Our multivariate logistic model indicated that a low maternal education level, unavailability of adequate medical care, a low family income, and parents’ smoking habits were significant independent predictive risk factors for severe CAP among the studied children (all P < 0.05).

Maternal education has emerged as an important determinant for the severity of CAP among the studied subjects (OR: 3.8; 95% CI: 2.12 –6.70; P = .0001). This is in agreement with a study conducted by Tiewsoh et al., who reported that prolonged hospital stay and need for mechanical ventilation were more common among CAP cases who had less-educated mothers[22]. A possible explanation may be that educated mothers identify illness much earlier in their children and avail early treatment. However, there are few reports linking maternal education level with the severity and outcome of childhood pneumonia.

In the present study, both unavailability of adequate medical care and a lower family income predicted a greater likelihood of having severe CAP (OR: 3.1; 95% CI: 1.99 –4.88; P = .0001 and OR: 2.2; 95% CI: 0.99 –4.78; P = .047, respectively). Chen et al. reported that a lower family income in the child s early life predicted higher odds for having activity limitations and conditions that require physician treatment[5]. These observations could be due to the differences in the type of medical care provided for poor families who usually have limited access to adequate preventative and curative interventions. However, understanding an individual s lifetime history of family income may be more important than understanding the current income conditions in terms of predicting children’s health[5].

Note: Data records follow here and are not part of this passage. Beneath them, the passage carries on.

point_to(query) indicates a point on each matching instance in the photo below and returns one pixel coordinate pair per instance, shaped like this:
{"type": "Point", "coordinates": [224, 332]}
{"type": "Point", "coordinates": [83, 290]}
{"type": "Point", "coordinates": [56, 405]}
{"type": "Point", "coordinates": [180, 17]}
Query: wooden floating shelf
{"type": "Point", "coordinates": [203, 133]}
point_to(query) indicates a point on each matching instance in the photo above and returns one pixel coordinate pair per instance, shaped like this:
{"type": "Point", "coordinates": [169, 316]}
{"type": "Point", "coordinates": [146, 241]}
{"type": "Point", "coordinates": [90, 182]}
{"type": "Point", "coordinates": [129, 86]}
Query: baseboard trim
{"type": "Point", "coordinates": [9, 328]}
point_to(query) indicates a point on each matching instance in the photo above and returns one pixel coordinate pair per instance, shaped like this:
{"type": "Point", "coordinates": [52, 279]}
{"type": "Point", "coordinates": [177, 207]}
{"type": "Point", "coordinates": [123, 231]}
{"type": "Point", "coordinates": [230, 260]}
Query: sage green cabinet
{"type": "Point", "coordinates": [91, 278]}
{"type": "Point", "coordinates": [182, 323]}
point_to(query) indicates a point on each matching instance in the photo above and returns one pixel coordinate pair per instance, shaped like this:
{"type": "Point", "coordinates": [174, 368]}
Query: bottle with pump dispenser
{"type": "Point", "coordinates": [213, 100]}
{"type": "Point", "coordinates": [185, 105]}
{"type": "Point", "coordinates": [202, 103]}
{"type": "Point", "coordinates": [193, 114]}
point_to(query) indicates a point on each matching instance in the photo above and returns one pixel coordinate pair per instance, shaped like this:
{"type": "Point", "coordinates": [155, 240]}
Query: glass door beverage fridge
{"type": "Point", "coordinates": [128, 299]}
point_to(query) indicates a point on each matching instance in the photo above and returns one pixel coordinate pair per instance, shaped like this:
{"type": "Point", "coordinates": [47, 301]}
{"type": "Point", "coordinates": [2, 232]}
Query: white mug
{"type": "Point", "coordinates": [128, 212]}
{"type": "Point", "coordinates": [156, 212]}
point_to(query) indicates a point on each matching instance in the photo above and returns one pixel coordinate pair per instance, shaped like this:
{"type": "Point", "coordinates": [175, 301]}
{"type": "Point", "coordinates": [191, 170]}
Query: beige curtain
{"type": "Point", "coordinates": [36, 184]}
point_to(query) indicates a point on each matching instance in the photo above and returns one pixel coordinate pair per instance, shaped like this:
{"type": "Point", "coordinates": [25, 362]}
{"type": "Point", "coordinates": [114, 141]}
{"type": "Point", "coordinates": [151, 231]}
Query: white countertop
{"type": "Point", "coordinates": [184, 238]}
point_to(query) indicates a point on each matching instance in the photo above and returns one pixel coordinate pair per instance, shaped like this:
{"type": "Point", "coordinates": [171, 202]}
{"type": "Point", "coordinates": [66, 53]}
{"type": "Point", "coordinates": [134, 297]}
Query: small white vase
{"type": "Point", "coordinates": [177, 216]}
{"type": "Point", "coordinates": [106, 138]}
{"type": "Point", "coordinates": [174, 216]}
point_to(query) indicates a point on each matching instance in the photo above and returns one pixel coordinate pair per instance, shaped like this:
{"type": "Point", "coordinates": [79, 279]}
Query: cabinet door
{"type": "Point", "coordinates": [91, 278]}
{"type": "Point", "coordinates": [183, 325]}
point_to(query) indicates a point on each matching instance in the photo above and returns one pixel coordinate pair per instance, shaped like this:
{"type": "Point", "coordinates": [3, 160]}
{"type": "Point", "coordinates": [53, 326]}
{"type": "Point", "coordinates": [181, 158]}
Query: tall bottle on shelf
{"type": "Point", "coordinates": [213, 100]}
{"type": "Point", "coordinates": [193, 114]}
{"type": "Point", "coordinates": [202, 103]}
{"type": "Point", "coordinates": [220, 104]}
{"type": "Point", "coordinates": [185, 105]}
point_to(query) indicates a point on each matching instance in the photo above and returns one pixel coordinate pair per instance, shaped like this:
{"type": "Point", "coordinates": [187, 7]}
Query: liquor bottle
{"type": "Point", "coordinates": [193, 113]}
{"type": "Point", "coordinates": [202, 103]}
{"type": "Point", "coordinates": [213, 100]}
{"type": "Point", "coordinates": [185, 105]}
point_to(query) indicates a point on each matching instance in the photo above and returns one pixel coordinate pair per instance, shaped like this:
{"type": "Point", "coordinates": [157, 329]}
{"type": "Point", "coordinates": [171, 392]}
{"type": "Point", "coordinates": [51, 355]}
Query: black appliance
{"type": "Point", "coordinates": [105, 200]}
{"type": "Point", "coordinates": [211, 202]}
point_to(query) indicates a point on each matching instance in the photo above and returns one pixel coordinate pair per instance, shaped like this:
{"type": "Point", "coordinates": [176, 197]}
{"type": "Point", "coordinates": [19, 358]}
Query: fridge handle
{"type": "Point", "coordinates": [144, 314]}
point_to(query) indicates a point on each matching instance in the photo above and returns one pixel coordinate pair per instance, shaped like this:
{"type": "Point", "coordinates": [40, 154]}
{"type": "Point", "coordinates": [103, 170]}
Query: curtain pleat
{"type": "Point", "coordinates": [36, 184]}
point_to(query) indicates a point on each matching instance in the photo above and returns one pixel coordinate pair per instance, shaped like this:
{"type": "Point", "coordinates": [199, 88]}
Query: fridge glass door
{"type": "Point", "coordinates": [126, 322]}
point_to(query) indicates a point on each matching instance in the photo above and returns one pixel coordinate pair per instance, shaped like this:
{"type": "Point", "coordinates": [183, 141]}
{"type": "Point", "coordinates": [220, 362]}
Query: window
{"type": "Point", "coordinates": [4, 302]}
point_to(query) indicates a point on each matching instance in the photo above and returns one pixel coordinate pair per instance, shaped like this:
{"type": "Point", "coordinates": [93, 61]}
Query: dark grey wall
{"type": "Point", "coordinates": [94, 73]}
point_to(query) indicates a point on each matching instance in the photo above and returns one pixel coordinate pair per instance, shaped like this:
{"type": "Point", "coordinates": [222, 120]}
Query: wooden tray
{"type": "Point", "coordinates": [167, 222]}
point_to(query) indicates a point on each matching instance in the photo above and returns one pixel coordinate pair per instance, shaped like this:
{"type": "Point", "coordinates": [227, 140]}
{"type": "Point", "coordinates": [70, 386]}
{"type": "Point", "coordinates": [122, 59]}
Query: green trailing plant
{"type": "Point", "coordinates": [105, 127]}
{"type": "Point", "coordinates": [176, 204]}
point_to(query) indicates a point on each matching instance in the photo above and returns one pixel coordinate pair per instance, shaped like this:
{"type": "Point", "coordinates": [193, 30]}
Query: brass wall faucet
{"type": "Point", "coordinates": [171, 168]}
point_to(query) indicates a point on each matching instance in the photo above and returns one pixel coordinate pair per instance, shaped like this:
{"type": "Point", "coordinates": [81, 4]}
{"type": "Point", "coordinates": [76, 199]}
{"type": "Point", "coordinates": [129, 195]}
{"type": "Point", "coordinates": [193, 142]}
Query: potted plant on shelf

Of note, CAP outcomes were significantly different between SES levels. Our data confirmed that higher complication and mortality rates existed among low SES (group 1) compared with high SES (group 2) (P < 0.05). These results are concordant with an earlier study conducted by Wood et al. who found an increased relative risk (RR 2.3 95% CI: 1.4–4.0) for lower social class quintiles and pneumonia mortality[24]. Similar studies conducted in Bangladesh suggested that beyond inter-country inequities, further critical inequities are present within countries, where children from the poorest families, those living in rural areas, and those whose mothers are less educated are more likely to die from severe pneumonia[25, 26].

This dataset gives a unique insight into the burden that the SES of the patient and his/her family can have on CAP and on hospital admissions due to CAP in the East Nile Delta of Egypt. Since these social risk factors are potentially preventable, health policies targeted at reducing their prevalence could decrease the burden of childhood CAP. Nonetheless, extended survey studies that include additional measures of SES would allow us to test the generalizability of our findings more comprehensively.


Public health measures against these sociodemographic risk factors should be taken and identified as priorities in order to help reduce the global burden of deaths from severe CAP among Egyptian children.